Accueil Actu

Accident de Pierre Palmade: que dit le droit français sur le statut du foetus de la victime enceinte?

Le parquet de Melun a ouvert une enquête pour "homicide involontaire" dans l'affaire de l'accident routier de Pierre Palmade vendredi, au cours duquel une femme enceinte a perdu son enfant, posant la question du statut du fœtus en droit pénal.

La jurisprudence de la Cour de cassation, qui s'est prononcée à plusieurs reprises sur ce sujet au début des années 2000, est claire: en droit pénal, le fœtus n'existe pas, sa mort ne peut donc être reprochée à quiconque. "La jurisprudence est constante, et considère que dès lors que l'enfant n'est pas né, il ne peut y avoir d'infraction homicide, car il n'y a pas de personne humaine", explique la professeure de droit à l'Institut national universitaire d'Albi Sophie Paricard. "Il fait partie du corps de la femme, il n'a pas d'existence autonome". Pour être considéré comme une personne humaine, "il faut être né, vivant et viable", précise-t-elle.

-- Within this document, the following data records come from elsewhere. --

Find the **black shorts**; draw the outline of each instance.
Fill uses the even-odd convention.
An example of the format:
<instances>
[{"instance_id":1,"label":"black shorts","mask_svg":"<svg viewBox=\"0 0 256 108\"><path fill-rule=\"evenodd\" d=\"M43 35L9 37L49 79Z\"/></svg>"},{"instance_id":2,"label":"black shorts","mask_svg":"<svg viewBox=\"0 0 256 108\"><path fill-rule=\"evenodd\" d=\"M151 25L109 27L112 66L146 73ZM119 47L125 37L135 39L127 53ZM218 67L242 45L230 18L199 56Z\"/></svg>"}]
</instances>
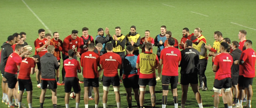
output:
<instances>
[{"instance_id":1,"label":"black shorts","mask_svg":"<svg viewBox=\"0 0 256 108\"><path fill-rule=\"evenodd\" d=\"M31 80L22 80L18 79L19 89L20 90L24 91L26 89L26 91L30 91L33 90L32 82Z\"/></svg>"},{"instance_id":2,"label":"black shorts","mask_svg":"<svg viewBox=\"0 0 256 108\"><path fill-rule=\"evenodd\" d=\"M104 84L104 81L103 82ZM99 84L99 78L94 79L84 78L84 86L85 87L89 86L92 86L94 87L99 87L100 86L100 85Z\"/></svg>"},{"instance_id":3,"label":"black shorts","mask_svg":"<svg viewBox=\"0 0 256 108\"><path fill-rule=\"evenodd\" d=\"M4 78L6 79L8 81L8 87L10 88L14 88L15 85L17 83L17 75L15 77L15 75L5 72L4 73Z\"/></svg>"},{"instance_id":4,"label":"black shorts","mask_svg":"<svg viewBox=\"0 0 256 108\"><path fill-rule=\"evenodd\" d=\"M156 85L156 78L151 79L139 79L139 85L141 86L146 86L148 85L150 86L155 86Z\"/></svg>"},{"instance_id":5,"label":"black shorts","mask_svg":"<svg viewBox=\"0 0 256 108\"><path fill-rule=\"evenodd\" d=\"M113 77L107 77L103 75L103 86L109 86L111 84L113 86L117 86L120 85L119 76Z\"/></svg>"},{"instance_id":6,"label":"black shorts","mask_svg":"<svg viewBox=\"0 0 256 108\"><path fill-rule=\"evenodd\" d=\"M123 83L125 88L132 87L135 89L140 87L139 82L139 76L136 75L130 78L126 78L123 79Z\"/></svg>"},{"instance_id":7,"label":"black shorts","mask_svg":"<svg viewBox=\"0 0 256 108\"><path fill-rule=\"evenodd\" d=\"M219 89L229 88L231 86L231 78L227 78L220 80L215 79L213 83L213 87Z\"/></svg>"},{"instance_id":8,"label":"black shorts","mask_svg":"<svg viewBox=\"0 0 256 108\"><path fill-rule=\"evenodd\" d=\"M57 88L57 82L56 81L56 80L41 80L41 88L42 89L47 88L48 85L49 85L49 89L50 89Z\"/></svg>"},{"instance_id":9,"label":"black shorts","mask_svg":"<svg viewBox=\"0 0 256 108\"><path fill-rule=\"evenodd\" d=\"M232 85L234 86L237 85L238 83L238 77L234 77L231 79L231 81L232 82Z\"/></svg>"},{"instance_id":10,"label":"black shorts","mask_svg":"<svg viewBox=\"0 0 256 108\"><path fill-rule=\"evenodd\" d=\"M198 79L197 73L181 74L180 76L180 84L183 85L187 85L189 83L197 84L198 83Z\"/></svg>"},{"instance_id":11,"label":"black shorts","mask_svg":"<svg viewBox=\"0 0 256 108\"><path fill-rule=\"evenodd\" d=\"M177 83L179 80L179 76L168 76L162 75L162 83L169 84L171 83L171 88L177 88Z\"/></svg>"},{"instance_id":12,"label":"black shorts","mask_svg":"<svg viewBox=\"0 0 256 108\"><path fill-rule=\"evenodd\" d=\"M65 92L70 93L73 88L74 92L77 93L81 91L80 84L78 82L78 79L76 77L65 77Z\"/></svg>"}]
</instances>

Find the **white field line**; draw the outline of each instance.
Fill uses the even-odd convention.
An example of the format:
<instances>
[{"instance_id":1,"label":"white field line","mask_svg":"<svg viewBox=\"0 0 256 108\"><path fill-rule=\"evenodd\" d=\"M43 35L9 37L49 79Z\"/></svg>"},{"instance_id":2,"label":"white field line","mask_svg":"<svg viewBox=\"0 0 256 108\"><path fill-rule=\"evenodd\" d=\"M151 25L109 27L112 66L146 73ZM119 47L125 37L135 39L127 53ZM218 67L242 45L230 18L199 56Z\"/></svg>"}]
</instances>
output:
<instances>
[{"instance_id":1,"label":"white field line","mask_svg":"<svg viewBox=\"0 0 256 108\"><path fill-rule=\"evenodd\" d=\"M190 11L190 12L191 12L192 13L195 13L195 14L199 14L199 15L203 15L203 16L205 16L205 17L209 17L208 16L207 16L206 15L204 15L204 14L199 14L199 13L197 13L196 12L192 12L192 11Z\"/></svg>"},{"instance_id":2,"label":"white field line","mask_svg":"<svg viewBox=\"0 0 256 108\"><path fill-rule=\"evenodd\" d=\"M238 26L242 26L242 27L246 27L246 28L249 28L249 29L251 29L254 30L256 30L256 29L254 29L254 28L250 28L250 27L246 27L246 26L243 26L243 25L239 25L239 24L237 24L237 23L233 23L233 22L230 22L230 23L232 23L233 24L234 24L235 25L238 25Z\"/></svg>"},{"instance_id":3,"label":"white field line","mask_svg":"<svg viewBox=\"0 0 256 108\"><path fill-rule=\"evenodd\" d=\"M38 17L38 16L37 15L36 15L36 14L34 12L34 11L32 11L32 10L31 9L30 9L30 8L28 6L28 5L27 4L27 3L26 3L26 2L25 2L24 1L24 0L21 0L21 1L22 1L22 2L23 2L23 3L24 3L24 4L25 4L25 5L26 5L26 6L27 6L27 7L28 8L28 9L29 9L30 10L30 11L31 11L31 12L32 12L32 13L33 14L34 14L34 15L36 17L36 18L37 18L37 19L39 21L40 21L40 22L41 22L41 23L42 23L42 24L44 26L44 27L45 27L46 28L46 29L50 33L51 33L51 34L52 34L52 31L51 31L51 30L50 30L50 29L49 29L49 28L48 28L48 27L47 27L46 25L45 25L45 24L44 24L44 22L43 22L42 21L41 19L40 19L39 18L39 17Z\"/></svg>"},{"instance_id":4,"label":"white field line","mask_svg":"<svg viewBox=\"0 0 256 108\"><path fill-rule=\"evenodd\" d=\"M175 7L174 7L174 6L170 6L170 5L167 5L166 4L165 4L162 3L162 5L165 5L165 6L170 6L170 7L173 7L173 8L175 8Z\"/></svg>"}]
</instances>

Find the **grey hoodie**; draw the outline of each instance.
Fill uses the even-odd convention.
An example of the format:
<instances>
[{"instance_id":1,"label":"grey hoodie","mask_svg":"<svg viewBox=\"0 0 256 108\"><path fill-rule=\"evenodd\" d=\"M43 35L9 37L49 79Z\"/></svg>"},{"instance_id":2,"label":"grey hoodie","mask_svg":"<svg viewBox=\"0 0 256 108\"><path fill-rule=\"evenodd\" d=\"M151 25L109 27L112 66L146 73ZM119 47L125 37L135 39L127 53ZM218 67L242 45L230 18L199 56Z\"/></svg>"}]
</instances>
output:
<instances>
[{"instance_id":1,"label":"grey hoodie","mask_svg":"<svg viewBox=\"0 0 256 108\"><path fill-rule=\"evenodd\" d=\"M42 79L55 79L55 70L59 68L58 60L53 54L47 53L40 59Z\"/></svg>"}]
</instances>

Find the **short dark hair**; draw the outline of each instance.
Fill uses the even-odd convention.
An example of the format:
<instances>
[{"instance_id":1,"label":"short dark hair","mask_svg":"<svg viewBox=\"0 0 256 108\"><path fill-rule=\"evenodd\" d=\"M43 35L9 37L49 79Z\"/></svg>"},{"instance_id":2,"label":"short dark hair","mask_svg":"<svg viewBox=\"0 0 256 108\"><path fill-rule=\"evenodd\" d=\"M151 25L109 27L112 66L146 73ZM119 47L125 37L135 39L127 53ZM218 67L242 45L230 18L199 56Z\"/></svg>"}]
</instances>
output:
<instances>
[{"instance_id":1,"label":"short dark hair","mask_svg":"<svg viewBox=\"0 0 256 108\"><path fill-rule=\"evenodd\" d=\"M187 41L186 41L186 42L185 42L185 43L186 43L186 46L187 47L189 46L192 46L193 44L193 42L192 42L192 41L190 40L187 40Z\"/></svg>"},{"instance_id":2,"label":"short dark hair","mask_svg":"<svg viewBox=\"0 0 256 108\"><path fill-rule=\"evenodd\" d=\"M166 27L165 26L161 26L161 28L164 28L164 29L166 29Z\"/></svg>"},{"instance_id":3,"label":"short dark hair","mask_svg":"<svg viewBox=\"0 0 256 108\"><path fill-rule=\"evenodd\" d=\"M19 49L21 49L21 48L22 48L23 47L20 44L17 44L16 45L16 46L15 46L15 50L17 51Z\"/></svg>"},{"instance_id":4,"label":"short dark hair","mask_svg":"<svg viewBox=\"0 0 256 108\"><path fill-rule=\"evenodd\" d=\"M145 46L146 47L146 48L148 50L150 50L153 48L152 47L152 44L150 42L146 43L146 44L145 44Z\"/></svg>"},{"instance_id":5,"label":"short dark hair","mask_svg":"<svg viewBox=\"0 0 256 108\"><path fill-rule=\"evenodd\" d=\"M68 51L68 54L69 56L74 57L74 55L75 55L75 51L73 49L70 49Z\"/></svg>"},{"instance_id":6,"label":"short dark hair","mask_svg":"<svg viewBox=\"0 0 256 108\"><path fill-rule=\"evenodd\" d=\"M115 29L121 29L121 28L120 28L120 27L118 26L115 28Z\"/></svg>"},{"instance_id":7,"label":"short dark hair","mask_svg":"<svg viewBox=\"0 0 256 108\"><path fill-rule=\"evenodd\" d=\"M20 33L20 35L21 36L22 36L22 35L23 35L23 34L24 34L24 35L26 35L27 34L26 34L26 33L25 33L25 32L21 32Z\"/></svg>"},{"instance_id":8,"label":"short dark hair","mask_svg":"<svg viewBox=\"0 0 256 108\"><path fill-rule=\"evenodd\" d=\"M170 45L174 46L175 44L175 39L172 37L168 38L168 43Z\"/></svg>"},{"instance_id":9,"label":"short dark hair","mask_svg":"<svg viewBox=\"0 0 256 108\"><path fill-rule=\"evenodd\" d=\"M89 28L86 27L84 27L82 28L82 31L86 31L89 30Z\"/></svg>"},{"instance_id":10,"label":"short dark hair","mask_svg":"<svg viewBox=\"0 0 256 108\"><path fill-rule=\"evenodd\" d=\"M13 40L14 39L14 36L11 35L8 36L8 38L7 38L7 41L10 41L12 40Z\"/></svg>"},{"instance_id":11,"label":"short dark hair","mask_svg":"<svg viewBox=\"0 0 256 108\"><path fill-rule=\"evenodd\" d=\"M133 50L133 49L134 47L132 45L128 45L126 46L126 49L130 51L132 51Z\"/></svg>"},{"instance_id":12,"label":"short dark hair","mask_svg":"<svg viewBox=\"0 0 256 108\"><path fill-rule=\"evenodd\" d=\"M228 43L231 43L231 40L230 40L230 39L228 37L225 38L223 39L223 40L225 40L226 42L228 42Z\"/></svg>"},{"instance_id":13,"label":"short dark hair","mask_svg":"<svg viewBox=\"0 0 256 108\"><path fill-rule=\"evenodd\" d=\"M38 34L40 34L41 33L41 32L45 31L45 30L44 30L44 29L43 29L43 28L41 28L38 30Z\"/></svg>"},{"instance_id":14,"label":"short dark hair","mask_svg":"<svg viewBox=\"0 0 256 108\"><path fill-rule=\"evenodd\" d=\"M113 44L111 43L108 43L106 44L106 47L108 51L112 51L113 49Z\"/></svg>"},{"instance_id":15,"label":"short dark hair","mask_svg":"<svg viewBox=\"0 0 256 108\"><path fill-rule=\"evenodd\" d=\"M35 55L33 56L33 57L34 58L37 58L37 60L40 61L40 56L38 55Z\"/></svg>"},{"instance_id":16,"label":"short dark hair","mask_svg":"<svg viewBox=\"0 0 256 108\"><path fill-rule=\"evenodd\" d=\"M222 33L220 31L216 31L214 32L214 34L217 34L218 37L220 37L220 36L222 37Z\"/></svg>"},{"instance_id":17,"label":"short dark hair","mask_svg":"<svg viewBox=\"0 0 256 108\"><path fill-rule=\"evenodd\" d=\"M239 47L239 43L237 41L233 41L232 42L232 43L233 44L233 46L235 46L235 47L236 48L238 48Z\"/></svg>"},{"instance_id":18,"label":"short dark hair","mask_svg":"<svg viewBox=\"0 0 256 108\"><path fill-rule=\"evenodd\" d=\"M183 28L183 29L182 29L182 30L183 30L184 29L186 30L186 31L187 31L187 32L189 31L189 30L188 29L188 28L185 27L185 28Z\"/></svg>"},{"instance_id":19,"label":"short dark hair","mask_svg":"<svg viewBox=\"0 0 256 108\"><path fill-rule=\"evenodd\" d=\"M71 33L72 34L75 34L75 33L78 33L78 31L76 30L72 30L72 32L71 32Z\"/></svg>"}]
</instances>

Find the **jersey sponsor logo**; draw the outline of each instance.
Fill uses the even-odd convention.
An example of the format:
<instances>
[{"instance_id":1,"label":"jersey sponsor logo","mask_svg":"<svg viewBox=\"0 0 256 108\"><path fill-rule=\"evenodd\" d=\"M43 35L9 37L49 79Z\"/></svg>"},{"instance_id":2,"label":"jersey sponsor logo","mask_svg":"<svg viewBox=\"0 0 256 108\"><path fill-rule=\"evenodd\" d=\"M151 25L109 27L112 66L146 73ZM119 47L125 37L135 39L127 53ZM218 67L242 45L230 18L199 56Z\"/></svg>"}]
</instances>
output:
<instances>
[{"instance_id":1,"label":"jersey sponsor logo","mask_svg":"<svg viewBox=\"0 0 256 108\"><path fill-rule=\"evenodd\" d=\"M109 56L109 59L105 59L105 61L116 61L116 59L113 59L112 58L112 56Z\"/></svg>"}]
</instances>

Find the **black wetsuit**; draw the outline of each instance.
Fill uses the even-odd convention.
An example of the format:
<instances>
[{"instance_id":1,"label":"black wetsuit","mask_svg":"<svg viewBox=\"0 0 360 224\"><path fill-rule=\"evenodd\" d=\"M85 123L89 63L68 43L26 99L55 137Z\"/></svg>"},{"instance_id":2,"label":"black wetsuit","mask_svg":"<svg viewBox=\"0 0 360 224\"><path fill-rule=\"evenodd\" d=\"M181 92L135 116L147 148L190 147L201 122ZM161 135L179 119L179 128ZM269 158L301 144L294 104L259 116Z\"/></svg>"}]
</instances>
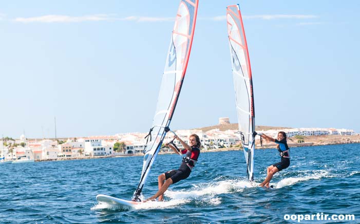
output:
<instances>
[{"instance_id":1,"label":"black wetsuit","mask_svg":"<svg viewBox=\"0 0 360 224\"><path fill-rule=\"evenodd\" d=\"M190 175L191 170L199 158L200 150L197 147L192 147L191 151L182 150L181 153L186 154L186 155L183 158L182 162L181 162L181 165L179 169L173 170L165 173L165 177L166 179L171 178L173 180L173 183L186 179Z\"/></svg>"},{"instance_id":2,"label":"black wetsuit","mask_svg":"<svg viewBox=\"0 0 360 224\"><path fill-rule=\"evenodd\" d=\"M278 141L275 139L275 142L279 144L279 149L277 150L280 152L280 156L281 157L281 161L279 162L273 164L274 166L276 166L279 171L288 168L290 165L290 148L288 146L288 144L285 139Z\"/></svg>"}]
</instances>

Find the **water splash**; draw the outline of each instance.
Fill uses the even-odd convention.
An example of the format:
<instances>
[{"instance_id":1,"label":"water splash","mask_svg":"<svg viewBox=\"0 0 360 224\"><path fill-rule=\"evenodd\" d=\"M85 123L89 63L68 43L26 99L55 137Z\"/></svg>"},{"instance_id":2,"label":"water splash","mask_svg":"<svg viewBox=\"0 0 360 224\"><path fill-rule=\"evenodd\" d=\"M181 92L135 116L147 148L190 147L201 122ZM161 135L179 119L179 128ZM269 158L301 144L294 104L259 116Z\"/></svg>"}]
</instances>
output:
<instances>
[{"instance_id":1,"label":"water splash","mask_svg":"<svg viewBox=\"0 0 360 224\"><path fill-rule=\"evenodd\" d=\"M284 178L274 184L274 188L277 189L282 188L287 186L294 185L296 183L306 181L310 180L319 180L324 177L331 177L330 173L328 171L321 170L316 171L314 173L310 175L306 175L305 176L298 177L288 177Z\"/></svg>"}]
</instances>

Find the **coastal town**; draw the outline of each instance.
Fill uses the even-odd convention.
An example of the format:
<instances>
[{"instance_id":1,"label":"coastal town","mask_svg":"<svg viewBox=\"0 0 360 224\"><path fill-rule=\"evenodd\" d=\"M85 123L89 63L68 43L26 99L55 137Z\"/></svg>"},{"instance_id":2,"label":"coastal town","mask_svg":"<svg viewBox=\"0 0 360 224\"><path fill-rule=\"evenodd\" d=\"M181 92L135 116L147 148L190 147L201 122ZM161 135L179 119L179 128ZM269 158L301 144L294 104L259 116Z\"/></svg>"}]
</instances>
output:
<instances>
[{"instance_id":1,"label":"coastal town","mask_svg":"<svg viewBox=\"0 0 360 224\"><path fill-rule=\"evenodd\" d=\"M291 146L309 146L318 144L340 144L360 142L360 135L353 130L335 128L289 128L257 126L256 130L276 138L279 130L285 131L289 139ZM176 135L187 142L188 136L194 133L201 139L203 150L208 151L230 150L241 147L241 139L237 124L231 124L228 118L220 118L219 123L214 126L187 130L177 130ZM0 140L0 163L30 162L34 161L78 159L103 157L128 156L142 155L147 133L131 133L117 134L111 136L74 137L66 139L28 139L22 135L18 139L3 138ZM164 140L167 142L174 138L169 133ZM315 139L327 137L333 139L316 142ZM311 139L312 138L312 139ZM309 142L308 139L313 139ZM334 139L335 139L334 140ZM179 147L180 143L175 140ZM260 145L260 137L255 138L255 145L271 147L272 143ZM170 153L168 148L164 147L161 153Z\"/></svg>"}]
</instances>

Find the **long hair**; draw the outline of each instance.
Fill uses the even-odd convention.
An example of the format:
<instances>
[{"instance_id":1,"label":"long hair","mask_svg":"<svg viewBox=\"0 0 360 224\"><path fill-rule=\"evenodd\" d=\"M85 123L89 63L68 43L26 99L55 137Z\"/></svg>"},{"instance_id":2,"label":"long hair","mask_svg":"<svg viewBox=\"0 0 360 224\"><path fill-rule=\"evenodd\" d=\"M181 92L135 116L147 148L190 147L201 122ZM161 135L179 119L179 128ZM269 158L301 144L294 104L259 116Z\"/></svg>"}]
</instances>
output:
<instances>
[{"instance_id":1,"label":"long hair","mask_svg":"<svg viewBox=\"0 0 360 224\"><path fill-rule=\"evenodd\" d=\"M200 147L201 146L201 143L200 141L200 138L199 138L199 136L196 134L193 134L189 136L189 138L190 138L191 137L195 138L195 139L196 140L196 145L195 146L200 149Z\"/></svg>"},{"instance_id":2,"label":"long hair","mask_svg":"<svg viewBox=\"0 0 360 224\"><path fill-rule=\"evenodd\" d=\"M286 141L286 142L287 141L287 140L286 140L286 133L285 133L285 132L281 131L281 132L279 132L279 133L277 133L277 135L278 136L279 134L280 134L280 133L282 134L282 136L284 137L284 139L285 140L285 141ZM280 145L277 145L276 146L276 148L277 148L278 150L278 149L280 149Z\"/></svg>"}]
</instances>

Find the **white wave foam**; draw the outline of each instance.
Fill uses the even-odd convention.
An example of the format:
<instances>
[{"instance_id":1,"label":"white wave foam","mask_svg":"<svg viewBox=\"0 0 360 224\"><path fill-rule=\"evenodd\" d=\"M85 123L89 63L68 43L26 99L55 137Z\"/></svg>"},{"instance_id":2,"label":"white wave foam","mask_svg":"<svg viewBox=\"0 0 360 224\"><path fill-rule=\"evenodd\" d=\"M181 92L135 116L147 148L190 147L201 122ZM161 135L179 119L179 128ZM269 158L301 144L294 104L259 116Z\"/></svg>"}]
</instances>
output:
<instances>
[{"instance_id":1,"label":"white wave foam","mask_svg":"<svg viewBox=\"0 0 360 224\"><path fill-rule=\"evenodd\" d=\"M360 174L360 172L359 171L353 171L351 172L349 176L354 175L355 174Z\"/></svg>"},{"instance_id":2,"label":"white wave foam","mask_svg":"<svg viewBox=\"0 0 360 224\"><path fill-rule=\"evenodd\" d=\"M299 182L306 181L309 180L318 180L323 177L329 177L329 173L328 171L320 170L318 171L317 173L311 174L309 176L299 177L288 177L280 180L276 184L275 188L281 188L284 186L295 184Z\"/></svg>"}]
</instances>

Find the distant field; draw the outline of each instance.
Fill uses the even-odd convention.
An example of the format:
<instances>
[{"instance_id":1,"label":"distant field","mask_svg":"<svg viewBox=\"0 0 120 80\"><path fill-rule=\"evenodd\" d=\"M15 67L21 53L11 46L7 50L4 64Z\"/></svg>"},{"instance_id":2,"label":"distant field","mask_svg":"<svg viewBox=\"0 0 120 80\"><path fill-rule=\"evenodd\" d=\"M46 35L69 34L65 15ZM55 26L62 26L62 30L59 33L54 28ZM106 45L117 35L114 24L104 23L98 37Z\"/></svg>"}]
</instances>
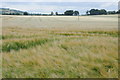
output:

Dans son arrêt de 2002, le quatrième en ce sens en quelques années, la Cour de cassation dit que "le principe de la légalité des délits et des peines, qui impose une interprétation stricte de la loi pénale, s'oppose à ce que l'incrimination d'homicide involontaire s'applique au cas de l'enfant qui n'est pas né vivant". Ce principe essentiel de la légalité des délits et des peines impose que soient précisément énoncés les actes interdits et les peines qui les sanctionnent.

Dans le cadre de l'affaire Pierre Palmade, le parquet a décidé d'ouvrir une enquête pour homicide involontaire. "L'enquête devra démontrer si l'enfant est né vivant puis est décédé, ou s'il était mort avant l'accouchement", a indiqué à l'AFP le procureur de Melun, Jean-Michel Bourlès. "Il faut déterminer s'il a vécu, même quelques secondes". La femme était enceinte de six mois et demi, a-t-il précisé. "Cela peut aussi être une manière de réinterroger cette jurisprudence, qui a désormais 20 ans, car on sait qu'elle a été critiquée par certains à l'époque", avance Sophie Paricard. "À partir de quand est-on vraiment vivant ? La frontière est parfois délicate, et cela peut être intéressant de réinterroger régulièrement la Cour de cassation", dit-elle. Ce sujet, qui suppose de se prononcer sur le début de la vie, réactive généralement le débat autour de l'IVG, ajoute-t-elle.

En 2014, le tribunal correctionnel de Tarbes s'était démarqué de cette jurisprudence en condamnant un automobiliste pour homicide involontaire sur un fœtus dont il avait renversé la mère enceinte de six mois et demi. S'appuyant sur les expertises médicales, le ministère public avait considéré que le fœtus était "viable" et qu'il n'était "mort que du fait de l'accident", à cause "du choc du fœtus contre la paroi utérine". La décision avait finalement été infirmée en appel. Le fœtus bénéficie toutefois de droits civils, comme le droit de voir sa filiation établie par la reconnaissance par ses parents, de recevoir un prénom et un nom.